CAS Legal Mailbag – 4/2/26
Originally appeared in the CAS Weekly Newsletter
Dear Legal Mailbag:
As you can imagine, personnel issues are a frequent challenge for school principals like me. A recent challenge has been figuring out a way to complete psychological evaluations of students in a timely manner. Student mental health problems are on the rise, and the school psychologist whom we share with the middle school is overwhelmed.
Though you wouldn’t know it to look at me, I have been the principal here for over twenty years, and I am still friendly with a school psychologist who retired several years ago. I reached out to her at the beginning of the school year, and we agreed that she would do these evaluations as needed at the agreed price of $ 500 per evaluation. Every month, she sends me and the Business Office an invoice identifying the number of evaluations she has done, and we cut a check. I am glad that we worked out this arrangement because we have kept her busy most of the year.
Last week, she wrote to me to say that she is doing her taxes, and she asked that I send a W-2 form to her as soon as possible. In checking with the Business Office, however, I was told that they have simply been paying her invoices and that they plan to send her a 1099. Are we good?
A Taxing Situation
Dear Taxing:
Sadly, Legal Mailbag must respond to your question with the all-purpose answer to legal questions – it depends!
Apparently, you and the Business Office have been treating this retired school psychologist as an independent contractor, which may not be appropriate. The Internal Revenue Service is fussy about classification of employees because employers are legally required to withhold taxes and FICA from the paychecks of employees. When an employee is incorrectly classified as an independent contractor, the employer can be liable for the amounts that should have been withheld.
Based on the facts you shared, Legal Mailbag has additional questions before we can make a determination of this retired person’s status. Does this person do psychological evaluations for other school districts, i.e., is she in the business of providing this service to others, or does she just work for your school district? Does she have independent discretion as to when and how to provide the evaluations, or does the nature of the work prescribe how and when such evaluations are conducted?
The Internal Revenue Service has provided guidance on whether a person providing service should be considered an employee or an independent contractor: See United States Internal Revenue Service, “Worker Classification 101: Employee or Independent Contractor?” In this guidance, we read about the factors that go into the determination of whether a person is an employee or an independent contractor:
- Behavioral control − Does the company control or have the right to control what the worker does and how the worker does the job?
- Financial control − Does the business direct or control the financial and business aspects of the worker’s job. Are the business aspects of the worker’s job controlled by the payer? Things like how the worker is paid, are expenses reimbursed, who provides tools/supplies, etc.

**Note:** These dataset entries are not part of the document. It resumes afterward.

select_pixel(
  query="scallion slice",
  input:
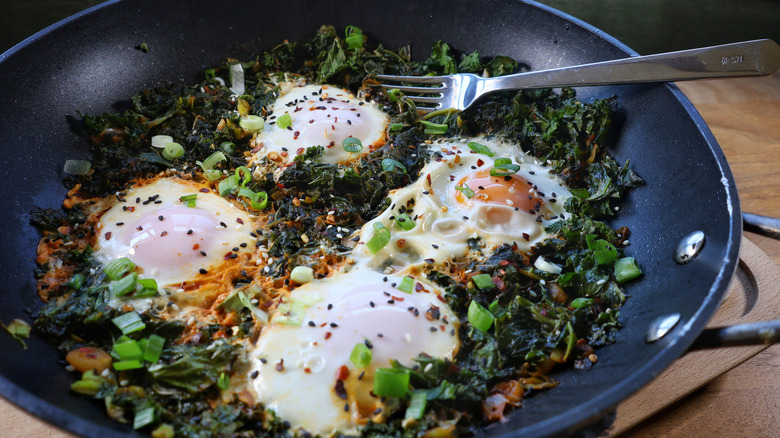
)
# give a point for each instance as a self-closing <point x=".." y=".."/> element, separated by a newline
<point x="159" y="141"/>
<point x="483" y="281"/>
<point x="251" y="123"/>
<point x="480" y="317"/>
<point x="153" y="348"/>
<point x="124" y="285"/>
<point x="119" y="267"/>
<point x="389" y="165"/>
<point x="361" y="355"/>
<point x="380" y="239"/>
<point x="133" y="364"/>
<point x="353" y="37"/>
<point x="284" y="121"/>
<point x="189" y="200"/>
<point x="417" y="403"/>
<point x="143" y="417"/>
<point x="129" y="322"/>
<point x="480" y="148"/>
<point x="466" y="190"/>
<point x="77" y="167"/>
<point x="407" y="283"/>
<point x="172" y="151"/>
<point x="223" y="382"/>
<point x="626" y="269"/>
<point x="504" y="169"/>
<point x="352" y="144"/>
<point x="404" y="221"/>
<point x="391" y="382"/>
<point x="434" y="128"/>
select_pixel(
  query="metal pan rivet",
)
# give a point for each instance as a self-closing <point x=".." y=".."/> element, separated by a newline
<point x="661" y="326"/>
<point x="689" y="247"/>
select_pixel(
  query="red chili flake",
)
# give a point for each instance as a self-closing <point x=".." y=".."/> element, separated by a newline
<point x="341" y="392"/>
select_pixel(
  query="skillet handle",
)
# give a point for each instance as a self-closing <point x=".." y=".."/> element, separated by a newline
<point x="754" y="333"/>
<point x="767" y="226"/>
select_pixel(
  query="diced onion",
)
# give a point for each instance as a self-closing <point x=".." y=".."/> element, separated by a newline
<point x="543" y="265"/>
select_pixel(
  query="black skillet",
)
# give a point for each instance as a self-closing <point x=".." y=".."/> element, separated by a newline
<point x="90" y="63"/>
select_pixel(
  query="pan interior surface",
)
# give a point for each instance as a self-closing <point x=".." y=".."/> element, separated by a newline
<point x="90" y="64"/>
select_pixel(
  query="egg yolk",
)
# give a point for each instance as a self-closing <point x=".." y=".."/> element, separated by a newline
<point x="513" y="191"/>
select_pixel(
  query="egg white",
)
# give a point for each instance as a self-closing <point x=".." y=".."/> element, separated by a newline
<point x="297" y="361"/>
<point x="320" y="115"/>
<point x="169" y="241"/>
<point x="444" y="226"/>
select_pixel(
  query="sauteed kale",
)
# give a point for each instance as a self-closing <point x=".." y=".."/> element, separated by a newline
<point x="192" y="383"/>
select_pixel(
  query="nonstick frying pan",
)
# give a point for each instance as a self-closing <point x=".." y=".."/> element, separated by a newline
<point x="89" y="63"/>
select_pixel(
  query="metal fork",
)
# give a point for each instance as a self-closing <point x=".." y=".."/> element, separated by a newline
<point x="459" y="91"/>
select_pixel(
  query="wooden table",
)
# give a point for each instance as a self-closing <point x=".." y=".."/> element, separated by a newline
<point x="744" y="115"/>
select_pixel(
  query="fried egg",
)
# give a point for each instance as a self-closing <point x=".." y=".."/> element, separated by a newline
<point x="169" y="240"/>
<point x="456" y="205"/>
<point x="320" y="115"/>
<point x="301" y="364"/>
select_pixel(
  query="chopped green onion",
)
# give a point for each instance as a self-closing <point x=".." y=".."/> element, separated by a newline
<point x="189" y="200"/>
<point x="480" y="148"/>
<point x="119" y="267"/>
<point x="543" y="264"/>
<point x="480" y="317"/>
<point x="252" y="123"/>
<point x="626" y="269"/>
<point x="353" y="37"/>
<point x="223" y="382"/>
<point x="361" y="355"/>
<point x="393" y="94"/>
<point x="228" y="146"/>
<point x="173" y="150"/>
<point x="153" y="348"/>
<point x="212" y="160"/>
<point x="127" y="349"/>
<point x="581" y="302"/>
<point x="145" y="288"/>
<point x="407" y="283"/>
<point x="352" y="144"/>
<point x="284" y="121"/>
<point x="159" y="141"/>
<point x="124" y="285"/>
<point x="404" y="221"/>
<point x="302" y="274"/>
<point x="143" y="417"/>
<point x="417" y="403"/>
<point x="434" y="128"/>
<point x="504" y="169"/>
<point x="132" y="364"/>
<point x="380" y="239"/>
<point x="483" y="281"/>
<point x="129" y="322"/>
<point x="391" y="382"/>
<point x="76" y="281"/>
<point x="257" y="200"/>
<point x="466" y="190"/>
<point x="228" y="185"/>
<point x="389" y="165"/>
<point x="77" y="167"/>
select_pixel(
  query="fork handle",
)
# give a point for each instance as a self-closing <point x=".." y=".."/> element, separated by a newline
<point x="750" y="58"/>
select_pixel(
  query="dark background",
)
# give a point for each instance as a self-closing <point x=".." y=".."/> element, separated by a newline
<point x="647" y="26"/>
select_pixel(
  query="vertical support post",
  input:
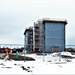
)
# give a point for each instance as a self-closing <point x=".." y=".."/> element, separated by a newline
<point x="24" y="46"/>
<point x="44" y="42"/>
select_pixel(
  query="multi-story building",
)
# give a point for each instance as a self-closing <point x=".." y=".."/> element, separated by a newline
<point x="49" y="35"/>
<point x="28" y="34"/>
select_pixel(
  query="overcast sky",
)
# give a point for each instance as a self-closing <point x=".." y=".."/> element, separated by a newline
<point x="16" y="15"/>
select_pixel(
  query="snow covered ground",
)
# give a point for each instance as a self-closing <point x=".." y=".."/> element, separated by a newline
<point x="49" y="64"/>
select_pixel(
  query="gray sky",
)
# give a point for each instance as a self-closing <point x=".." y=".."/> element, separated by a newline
<point x="16" y="15"/>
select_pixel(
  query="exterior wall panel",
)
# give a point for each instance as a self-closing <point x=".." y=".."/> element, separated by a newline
<point x="54" y="36"/>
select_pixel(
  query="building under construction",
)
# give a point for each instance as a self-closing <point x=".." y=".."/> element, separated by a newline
<point x="48" y="35"/>
<point x="28" y="41"/>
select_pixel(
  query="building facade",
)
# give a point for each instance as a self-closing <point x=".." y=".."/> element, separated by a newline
<point x="49" y="35"/>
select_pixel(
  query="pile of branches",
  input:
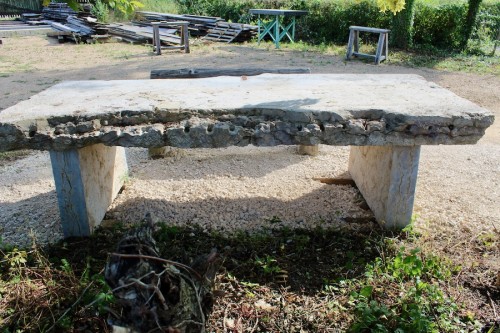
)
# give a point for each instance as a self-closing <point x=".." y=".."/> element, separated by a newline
<point x="155" y="294"/>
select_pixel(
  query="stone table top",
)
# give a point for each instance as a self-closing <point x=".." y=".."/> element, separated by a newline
<point x="264" y="110"/>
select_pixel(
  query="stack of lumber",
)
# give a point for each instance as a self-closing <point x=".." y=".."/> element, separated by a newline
<point x="231" y="32"/>
<point x="140" y="32"/>
<point x="57" y="11"/>
<point x="208" y="27"/>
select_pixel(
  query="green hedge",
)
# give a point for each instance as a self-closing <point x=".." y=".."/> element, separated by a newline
<point x="328" y="20"/>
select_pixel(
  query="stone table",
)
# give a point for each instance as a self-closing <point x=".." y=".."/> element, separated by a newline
<point x="385" y="118"/>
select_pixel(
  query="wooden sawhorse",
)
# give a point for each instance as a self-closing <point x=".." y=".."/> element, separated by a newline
<point x="382" y="47"/>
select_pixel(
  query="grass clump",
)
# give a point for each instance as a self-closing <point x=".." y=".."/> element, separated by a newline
<point x="275" y="280"/>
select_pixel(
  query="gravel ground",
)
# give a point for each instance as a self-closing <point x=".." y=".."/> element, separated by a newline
<point x="457" y="190"/>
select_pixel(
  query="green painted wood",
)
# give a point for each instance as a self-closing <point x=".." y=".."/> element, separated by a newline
<point x="276" y="26"/>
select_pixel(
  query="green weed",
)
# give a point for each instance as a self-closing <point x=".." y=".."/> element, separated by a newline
<point x="413" y="282"/>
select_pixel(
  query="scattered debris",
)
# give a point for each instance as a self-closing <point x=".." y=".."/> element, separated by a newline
<point x="158" y="294"/>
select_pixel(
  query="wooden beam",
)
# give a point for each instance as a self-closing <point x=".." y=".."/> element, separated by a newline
<point x="191" y="73"/>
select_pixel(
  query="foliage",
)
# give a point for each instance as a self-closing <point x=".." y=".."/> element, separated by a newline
<point x="418" y="304"/>
<point x="394" y="6"/>
<point x="101" y="11"/>
<point x="470" y="19"/>
<point x="435" y="23"/>
<point x="440" y="26"/>
<point x="67" y="293"/>
<point x="402" y="26"/>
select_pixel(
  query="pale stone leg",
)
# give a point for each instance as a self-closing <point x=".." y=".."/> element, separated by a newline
<point x="87" y="181"/>
<point x="386" y="177"/>
<point x="158" y="152"/>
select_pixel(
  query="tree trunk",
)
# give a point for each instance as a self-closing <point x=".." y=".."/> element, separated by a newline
<point x="401" y="35"/>
<point x="470" y="20"/>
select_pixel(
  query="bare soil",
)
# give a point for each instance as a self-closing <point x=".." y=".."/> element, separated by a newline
<point x="458" y="191"/>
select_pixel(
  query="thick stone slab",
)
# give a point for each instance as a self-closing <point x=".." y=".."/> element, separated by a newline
<point x="264" y="110"/>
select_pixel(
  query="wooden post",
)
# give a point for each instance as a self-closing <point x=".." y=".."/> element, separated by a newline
<point x="185" y="36"/>
<point x="156" y="38"/>
<point x="386" y="176"/>
<point x="380" y="48"/>
<point x="87" y="181"/>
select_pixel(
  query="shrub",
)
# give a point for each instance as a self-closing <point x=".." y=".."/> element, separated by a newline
<point x="439" y="25"/>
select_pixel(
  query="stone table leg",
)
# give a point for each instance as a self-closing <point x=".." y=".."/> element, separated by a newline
<point x="386" y="177"/>
<point x="87" y="181"/>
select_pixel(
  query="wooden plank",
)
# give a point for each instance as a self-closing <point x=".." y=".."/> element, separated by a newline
<point x="211" y="72"/>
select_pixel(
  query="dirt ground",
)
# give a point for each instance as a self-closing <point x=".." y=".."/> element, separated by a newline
<point x="458" y="191"/>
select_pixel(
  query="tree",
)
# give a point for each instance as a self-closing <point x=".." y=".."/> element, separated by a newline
<point x="470" y="20"/>
<point x="401" y="35"/>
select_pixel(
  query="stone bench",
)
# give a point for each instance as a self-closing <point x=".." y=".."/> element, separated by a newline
<point x="384" y="118"/>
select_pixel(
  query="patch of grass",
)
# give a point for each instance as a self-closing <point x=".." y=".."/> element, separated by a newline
<point x="480" y="64"/>
<point x="406" y="293"/>
<point x="275" y="280"/>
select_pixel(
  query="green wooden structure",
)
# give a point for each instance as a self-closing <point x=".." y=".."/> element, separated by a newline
<point x="277" y="23"/>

- Relationship of the parties − Are there written contracts or employee type benefits such as pension plan, insurance, vacation pay? Will the relationship continue and is the work performed a key aspect of the business?
Id. Given the need for more information, Legal Mailbag cannot opine on whether the retired school psychologist can be considered an independent contractor, but Legal Mailbag confesses to having some doubt.
Finally, Legal Mailbag raises two other considerations for you in making such arrangements. First, reemployment of retired “teachers” (which term includes school psychologists and anyone else below the rank of superintendent working under a certificate issued by the Connecticut State Department of Education) is governed by Conn. Gen. Stat. § 10-183v. That statute requires that both the employing board and the teacher report such post-retirement employment to the Teachers Retirement Board, and it imposes limitations on earnings.
Second, conducting psychological evaluations of students appears to be bargaining unit work for the teachers’ bargaining unit. While it may well be that the local teachers’ union does not object to your lightening the load for the school psychologist, conferring with the local teachers’ union before contracting out bargaining unit work is advisable and, depending on the circumstances, may be legally required.